On a slightly divergent but similar note, I’ve just begun reading Michael Chabon’s recently released book of essays about reading and writing called Maps and Legends. He has some thoughts along similar lines: puts in his two cents about theory, fiction as entertainment, the fallacy of genre, and how much we seek to over-analyze art and categorize the hell of it. A lot more readable (and yeah, I’ll give you that he’s one person whose prose I will consistently pimp for anyone who’ll listen). It felt like a good companion to this piece for me. The essay is called “Trickster in a Suit of Lights: Thoughts on the Modern Short Story,” for anyone interested.

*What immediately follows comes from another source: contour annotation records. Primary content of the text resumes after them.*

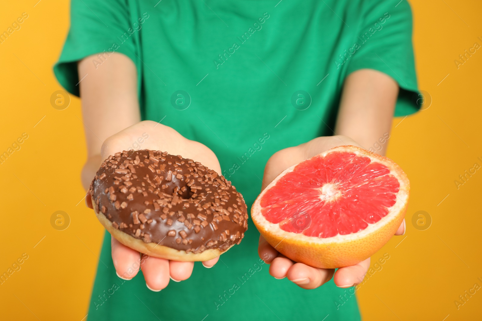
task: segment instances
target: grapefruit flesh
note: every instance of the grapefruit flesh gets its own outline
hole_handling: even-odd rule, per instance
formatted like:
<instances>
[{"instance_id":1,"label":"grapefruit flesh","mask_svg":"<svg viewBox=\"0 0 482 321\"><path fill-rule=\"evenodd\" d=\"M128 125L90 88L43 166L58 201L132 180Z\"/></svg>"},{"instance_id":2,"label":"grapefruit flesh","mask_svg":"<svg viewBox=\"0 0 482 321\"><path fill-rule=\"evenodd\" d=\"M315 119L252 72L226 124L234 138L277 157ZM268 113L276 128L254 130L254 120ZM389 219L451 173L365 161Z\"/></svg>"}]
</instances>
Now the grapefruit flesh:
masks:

A couple things from the essay that stuck me as particularly relevant, for those interested:

With regard to his feelings as to why he reads/writes:
"I could uncork some stuff about reader response theory or the Lacanian parole. I could go on about the storytelling impulse and the need to make sense of experience through story. A spritz of Jung might scent the air. I could abduce Kafka's formula: 'A book must be an ice-axe to break the seas frozen inside our soul.' [...] But in the end--here's my point--it would still all boil down to entertainment, and its suave henchman, pleasure. Because when the axe bites the ice, you feel an answering throb of delight all the way from your hands to your shoulders, and the blade tolls like a bell for miles."

How so-called genre writers of any tack distinguish themselves:
"When it comes to conventions, their central impulse is not to flout or to follow them but, flouting or following, to play."

The Trickster in the evolution of fiction:
"Because Trickster is looking to stir things up, to scramble the conventions, to undo history and received notions of what is art and what is not, to sing for his supper, to find and lose himself in the act of entertaining. Trickster haunts the boundary lines, the margins, the secret shelves between the sections in the bookstore. And that is where, if it wants to renew itself in the way the novel has done so often in its long history, the short stort must, inevitably, go."

These are particularly relevant if you are willing to play a little bit with his references to "entertainment" and the "short story" as his ideas gestate.